Pour mes amis en France

Chers amis,
je vous envoie la page de la Repubblica de ce matin, où l’on annonce la terrible nouvelle de la décision du Président de la Région de Vénétie, Luca Zaia (Ligue du Nord) d’interdire dans les bibliothèques et dans les écoles la diffusion et la lecture des livres des auteurs qui, en 2004, ont signé l’appel pour Battisti.
Mais pas seulement ça. Des bibliothécaires ont témoigné avoir reçu l’ordre
depuis des mois de ne pas donner en lecture des livres considérés comme
non-éducatifs. Des dizaines d’écrivains comme Roberto Saviano, Andrea Camilleri, Gian Antonio Stella, Marco Travaglio, moi-même, ainsi que désormais les signataires de l’appel pour Battisti comme Tiziano Scarpa, Massimo Carlotto, Wu Ming, Valerio Evangelisti, Giorgio Agamben, ont déjà disparu de plusieurs bibliothèques de la région. Ils sont au catalogue, mais impossible de les prendre en lecture.

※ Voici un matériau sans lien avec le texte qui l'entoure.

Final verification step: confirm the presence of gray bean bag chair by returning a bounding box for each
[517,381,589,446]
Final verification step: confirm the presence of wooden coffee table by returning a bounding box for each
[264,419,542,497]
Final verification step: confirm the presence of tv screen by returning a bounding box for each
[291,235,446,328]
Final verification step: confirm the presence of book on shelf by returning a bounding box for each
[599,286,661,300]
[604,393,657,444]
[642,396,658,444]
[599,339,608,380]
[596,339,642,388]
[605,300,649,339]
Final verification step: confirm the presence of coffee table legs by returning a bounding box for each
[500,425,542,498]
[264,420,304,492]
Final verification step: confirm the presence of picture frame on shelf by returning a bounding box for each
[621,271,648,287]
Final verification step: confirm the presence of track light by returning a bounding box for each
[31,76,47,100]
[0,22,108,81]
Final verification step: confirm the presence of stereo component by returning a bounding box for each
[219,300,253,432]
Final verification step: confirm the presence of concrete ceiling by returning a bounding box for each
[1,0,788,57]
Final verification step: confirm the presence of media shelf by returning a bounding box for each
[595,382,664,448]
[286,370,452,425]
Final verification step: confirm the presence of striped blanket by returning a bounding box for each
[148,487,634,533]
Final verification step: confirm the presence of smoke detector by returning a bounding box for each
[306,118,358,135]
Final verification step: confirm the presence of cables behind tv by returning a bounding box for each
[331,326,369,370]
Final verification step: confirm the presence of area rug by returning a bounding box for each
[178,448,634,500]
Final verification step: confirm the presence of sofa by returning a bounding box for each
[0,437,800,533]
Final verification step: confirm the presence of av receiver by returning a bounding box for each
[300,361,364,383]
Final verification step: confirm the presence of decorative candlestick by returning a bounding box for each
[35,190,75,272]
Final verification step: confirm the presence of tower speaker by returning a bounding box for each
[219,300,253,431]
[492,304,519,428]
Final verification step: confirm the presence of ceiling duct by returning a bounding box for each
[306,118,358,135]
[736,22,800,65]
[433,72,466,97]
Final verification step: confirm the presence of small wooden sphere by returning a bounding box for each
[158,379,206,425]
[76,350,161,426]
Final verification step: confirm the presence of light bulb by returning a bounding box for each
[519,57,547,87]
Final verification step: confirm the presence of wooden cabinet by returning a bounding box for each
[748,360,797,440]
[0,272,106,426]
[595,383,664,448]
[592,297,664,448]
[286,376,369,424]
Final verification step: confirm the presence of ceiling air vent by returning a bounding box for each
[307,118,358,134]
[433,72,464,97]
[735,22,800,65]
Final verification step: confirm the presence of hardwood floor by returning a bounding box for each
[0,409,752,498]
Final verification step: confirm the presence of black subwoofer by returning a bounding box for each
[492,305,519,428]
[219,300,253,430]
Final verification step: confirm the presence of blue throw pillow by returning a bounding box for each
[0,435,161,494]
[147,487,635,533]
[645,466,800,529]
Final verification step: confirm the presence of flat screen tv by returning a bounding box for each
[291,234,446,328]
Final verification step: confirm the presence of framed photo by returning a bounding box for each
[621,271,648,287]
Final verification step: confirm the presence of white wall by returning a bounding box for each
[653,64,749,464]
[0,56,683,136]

Ce “projet” fasciste est né dans ma ville, Venise, où se trouve le Palais de Région, et où l’attaché à la culture de la Province de Venise, un ex-fasciste pas trop ex, a lancé l’idée lundi passé. Tiziano Scarpa et moi-même sommes déjà intervenus, dans le Corriere del Veneto (le supplément en Vénétie du Corriere della Sera).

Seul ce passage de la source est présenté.